Il ritorno di Franco “El Mudo” Vazquez
Palermo–Parma sarà anche la partita di Franco Vazquez che con la maglia rosanero addosso ha costruito una parte della propria carriera. Il “Mudo” durante la sua permanenza in Sicilia ha deliziato i palati dei tifosi del Palermo con giocate sopraffine che lo hanno eletto pian piano beniamino incontrastato. Eppure la sua iniziale avventura in rosanero non iniziò nel migliore dei modi. Nel settembre del 2011 il club di Viale del Fante lo acquistò dal Belgrano ma lo ebbe a disposizione solo dal gennaio 2012, da lì in poi collezionò 14 presenze senza entusiasmare troppo.
La stagione successiva andò in prestito agli spagnoli del Rayo Vallecano, tornò a Palermo nel 2013/14 con i rosanero del neo tecnico Gennaro Gattuso in Serie B. Quell’annata partì male per Vazquez che non fu inserito nella lista dei calciatori e dunque nella prima parte di stagione si accontentò di giocare con la Primavera. L’arrivo di Beppe Iachini gli aprì la strada e gli cambiò senza dubbio la carriera, il tecnico marchigiano lo reinserì nella lista e dal mese di gennaio iniziò a giocare con continuità. Quella stagione fu un crocevia fondamentale per il “Mudo” che fu uno dei protagonisti della promozione in A del Palermo, sua la rete che regalò ai rosanero (0-1 al Novara) la risalita con cinque turni d’anticipo.

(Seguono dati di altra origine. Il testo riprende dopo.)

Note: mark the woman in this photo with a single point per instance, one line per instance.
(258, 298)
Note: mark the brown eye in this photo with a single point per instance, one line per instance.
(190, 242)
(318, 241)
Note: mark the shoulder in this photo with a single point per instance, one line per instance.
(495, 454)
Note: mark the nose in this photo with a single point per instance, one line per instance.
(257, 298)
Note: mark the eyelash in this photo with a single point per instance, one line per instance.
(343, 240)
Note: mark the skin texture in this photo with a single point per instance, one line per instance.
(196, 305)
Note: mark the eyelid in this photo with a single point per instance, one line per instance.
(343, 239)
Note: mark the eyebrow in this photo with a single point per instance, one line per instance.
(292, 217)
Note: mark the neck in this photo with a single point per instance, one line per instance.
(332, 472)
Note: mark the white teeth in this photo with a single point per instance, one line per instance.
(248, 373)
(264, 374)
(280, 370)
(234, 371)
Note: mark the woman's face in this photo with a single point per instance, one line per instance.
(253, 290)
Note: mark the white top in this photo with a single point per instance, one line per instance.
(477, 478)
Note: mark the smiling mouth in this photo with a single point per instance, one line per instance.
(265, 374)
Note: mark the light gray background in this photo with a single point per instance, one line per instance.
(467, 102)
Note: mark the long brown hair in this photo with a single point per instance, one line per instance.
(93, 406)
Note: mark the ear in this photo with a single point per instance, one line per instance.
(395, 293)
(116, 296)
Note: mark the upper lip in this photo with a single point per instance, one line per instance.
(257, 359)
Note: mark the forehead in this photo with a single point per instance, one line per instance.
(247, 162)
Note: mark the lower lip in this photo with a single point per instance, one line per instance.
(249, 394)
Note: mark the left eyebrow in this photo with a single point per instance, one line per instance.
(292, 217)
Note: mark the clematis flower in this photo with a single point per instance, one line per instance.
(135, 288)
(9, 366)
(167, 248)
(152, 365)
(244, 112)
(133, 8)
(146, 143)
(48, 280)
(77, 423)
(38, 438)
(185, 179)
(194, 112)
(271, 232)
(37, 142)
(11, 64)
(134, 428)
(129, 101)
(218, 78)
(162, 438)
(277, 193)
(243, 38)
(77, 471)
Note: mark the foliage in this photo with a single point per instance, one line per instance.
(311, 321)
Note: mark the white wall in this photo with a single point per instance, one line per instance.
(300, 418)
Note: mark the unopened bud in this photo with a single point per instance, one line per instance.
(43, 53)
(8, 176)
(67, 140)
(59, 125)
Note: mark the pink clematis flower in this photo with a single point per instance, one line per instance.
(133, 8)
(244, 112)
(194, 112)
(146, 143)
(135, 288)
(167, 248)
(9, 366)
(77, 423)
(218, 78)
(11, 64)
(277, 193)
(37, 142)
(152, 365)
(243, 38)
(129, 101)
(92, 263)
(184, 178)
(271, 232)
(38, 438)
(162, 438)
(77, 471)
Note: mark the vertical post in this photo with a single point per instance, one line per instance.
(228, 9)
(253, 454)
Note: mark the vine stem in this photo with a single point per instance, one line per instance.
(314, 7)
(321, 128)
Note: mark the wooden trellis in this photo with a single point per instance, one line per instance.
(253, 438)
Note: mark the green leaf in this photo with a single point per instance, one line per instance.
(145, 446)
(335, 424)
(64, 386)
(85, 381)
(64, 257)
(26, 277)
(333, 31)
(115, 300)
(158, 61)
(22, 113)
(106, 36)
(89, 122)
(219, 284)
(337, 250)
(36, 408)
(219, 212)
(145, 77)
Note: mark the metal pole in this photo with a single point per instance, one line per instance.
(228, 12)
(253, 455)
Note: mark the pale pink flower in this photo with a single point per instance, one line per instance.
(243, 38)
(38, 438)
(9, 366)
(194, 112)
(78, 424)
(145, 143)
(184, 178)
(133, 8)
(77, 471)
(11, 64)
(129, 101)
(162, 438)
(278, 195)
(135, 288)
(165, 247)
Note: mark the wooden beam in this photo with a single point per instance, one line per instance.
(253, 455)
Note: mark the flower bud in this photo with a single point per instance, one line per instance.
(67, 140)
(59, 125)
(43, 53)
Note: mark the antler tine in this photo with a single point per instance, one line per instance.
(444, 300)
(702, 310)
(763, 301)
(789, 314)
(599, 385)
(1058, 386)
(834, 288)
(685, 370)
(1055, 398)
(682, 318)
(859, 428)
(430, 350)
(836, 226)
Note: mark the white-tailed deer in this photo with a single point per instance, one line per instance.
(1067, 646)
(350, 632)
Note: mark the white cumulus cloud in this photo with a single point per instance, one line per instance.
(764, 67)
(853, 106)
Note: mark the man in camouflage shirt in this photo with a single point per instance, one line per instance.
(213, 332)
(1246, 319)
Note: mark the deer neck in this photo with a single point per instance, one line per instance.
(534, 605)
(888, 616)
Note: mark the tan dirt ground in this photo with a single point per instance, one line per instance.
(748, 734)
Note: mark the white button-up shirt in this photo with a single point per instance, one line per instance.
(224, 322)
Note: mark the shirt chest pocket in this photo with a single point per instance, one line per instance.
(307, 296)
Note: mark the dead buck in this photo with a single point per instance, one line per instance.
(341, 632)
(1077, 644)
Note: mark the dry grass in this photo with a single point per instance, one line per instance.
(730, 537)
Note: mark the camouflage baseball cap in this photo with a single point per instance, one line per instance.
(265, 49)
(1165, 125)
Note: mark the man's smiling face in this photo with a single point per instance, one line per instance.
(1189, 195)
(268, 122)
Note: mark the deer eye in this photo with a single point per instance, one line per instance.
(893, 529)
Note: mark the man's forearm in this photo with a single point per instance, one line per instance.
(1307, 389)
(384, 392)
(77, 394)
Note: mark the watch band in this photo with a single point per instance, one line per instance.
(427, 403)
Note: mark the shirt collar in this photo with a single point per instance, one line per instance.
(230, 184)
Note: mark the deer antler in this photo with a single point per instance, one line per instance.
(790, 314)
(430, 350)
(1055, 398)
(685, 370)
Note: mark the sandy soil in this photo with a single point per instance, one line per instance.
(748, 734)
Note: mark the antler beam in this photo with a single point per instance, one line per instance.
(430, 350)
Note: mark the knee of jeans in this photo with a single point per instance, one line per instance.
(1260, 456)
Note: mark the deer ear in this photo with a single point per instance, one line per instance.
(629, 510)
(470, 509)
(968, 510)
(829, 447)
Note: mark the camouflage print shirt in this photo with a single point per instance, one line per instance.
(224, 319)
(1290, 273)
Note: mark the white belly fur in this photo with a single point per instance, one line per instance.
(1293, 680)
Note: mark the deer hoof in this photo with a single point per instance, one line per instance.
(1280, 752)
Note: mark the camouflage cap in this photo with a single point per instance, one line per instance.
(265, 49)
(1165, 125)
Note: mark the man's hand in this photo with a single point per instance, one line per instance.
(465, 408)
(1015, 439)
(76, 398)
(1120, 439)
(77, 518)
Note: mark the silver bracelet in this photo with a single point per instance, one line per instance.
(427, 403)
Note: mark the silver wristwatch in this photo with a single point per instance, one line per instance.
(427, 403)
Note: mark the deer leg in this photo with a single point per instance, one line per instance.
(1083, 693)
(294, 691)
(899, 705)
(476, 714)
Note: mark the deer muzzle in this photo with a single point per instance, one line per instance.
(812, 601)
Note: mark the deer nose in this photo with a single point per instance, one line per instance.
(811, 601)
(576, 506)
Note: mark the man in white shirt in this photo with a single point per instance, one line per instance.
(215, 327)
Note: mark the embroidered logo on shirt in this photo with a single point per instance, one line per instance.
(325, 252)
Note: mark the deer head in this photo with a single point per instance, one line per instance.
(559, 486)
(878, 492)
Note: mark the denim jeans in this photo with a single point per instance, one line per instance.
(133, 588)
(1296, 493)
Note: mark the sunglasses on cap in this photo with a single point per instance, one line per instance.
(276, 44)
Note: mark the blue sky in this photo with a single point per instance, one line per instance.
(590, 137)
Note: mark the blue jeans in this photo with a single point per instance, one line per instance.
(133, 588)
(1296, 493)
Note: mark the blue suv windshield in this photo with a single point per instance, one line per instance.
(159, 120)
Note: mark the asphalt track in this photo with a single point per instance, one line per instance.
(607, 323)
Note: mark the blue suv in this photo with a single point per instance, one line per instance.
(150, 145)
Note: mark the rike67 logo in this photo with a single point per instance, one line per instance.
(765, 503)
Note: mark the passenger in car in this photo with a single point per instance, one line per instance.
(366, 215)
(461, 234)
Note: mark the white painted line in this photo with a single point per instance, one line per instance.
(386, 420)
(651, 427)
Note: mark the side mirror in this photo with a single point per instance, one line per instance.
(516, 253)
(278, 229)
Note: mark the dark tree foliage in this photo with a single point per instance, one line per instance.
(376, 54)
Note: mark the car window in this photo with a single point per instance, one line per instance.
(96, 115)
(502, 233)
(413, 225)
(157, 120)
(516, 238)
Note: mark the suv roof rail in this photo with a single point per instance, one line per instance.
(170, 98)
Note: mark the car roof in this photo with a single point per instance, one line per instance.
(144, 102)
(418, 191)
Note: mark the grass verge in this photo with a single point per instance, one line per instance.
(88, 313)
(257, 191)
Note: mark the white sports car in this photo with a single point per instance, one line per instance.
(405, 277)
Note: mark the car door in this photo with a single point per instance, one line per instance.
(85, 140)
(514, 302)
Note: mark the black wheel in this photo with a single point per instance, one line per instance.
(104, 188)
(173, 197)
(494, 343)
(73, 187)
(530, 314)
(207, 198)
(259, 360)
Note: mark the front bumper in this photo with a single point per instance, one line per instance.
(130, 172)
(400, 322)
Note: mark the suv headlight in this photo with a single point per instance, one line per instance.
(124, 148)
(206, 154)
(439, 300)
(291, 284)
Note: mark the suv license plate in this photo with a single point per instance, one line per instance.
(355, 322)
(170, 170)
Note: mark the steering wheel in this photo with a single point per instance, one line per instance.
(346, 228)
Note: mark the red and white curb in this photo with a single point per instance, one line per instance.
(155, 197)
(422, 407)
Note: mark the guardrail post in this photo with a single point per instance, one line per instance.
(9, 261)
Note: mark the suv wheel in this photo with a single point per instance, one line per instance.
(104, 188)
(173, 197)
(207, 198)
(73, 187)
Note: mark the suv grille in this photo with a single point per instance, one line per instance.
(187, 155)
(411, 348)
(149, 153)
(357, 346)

Vazquez vestirà per altre due stagioni la maglia del Palermo in cui metterà a segno diciotto reti e contribuirà alla permanenza in Serie A dei rosanero. Tra le reti messe a segno dal calciatore italo-argentino i tifosi hanno impresso nella testa quella realizzata nell’ultima giornata di campionato della stagione 2015/16. In quell’occasione l’ex Belgrano segnò una delle tre reti che permisero al Palermo di superare per 3-2 l’Hellas Verona e di conquistare la salvezza.
Il “Renzo Barbera” attende il Mudo
Sabato pomeriggio il “Renzo Barbera” avrà senza dubbio un occhio di riguardo per il fantasista italo-argentino, la cui presenza in campo non passerà di certo inosservata. Il pubblico di Palermo ha sempre saputo ringraziare in modo doveroso tutti i calciatori che hanno fatto la storia del club e che ne hanno innalzato i colori. In pochi lo ammetteranno, ma ai più durante la partita scenderà una lacrimuccia pensando ai tempi che furono in cui il Mudo e quel suo gentile tocco di palla facevano parte del Palermo.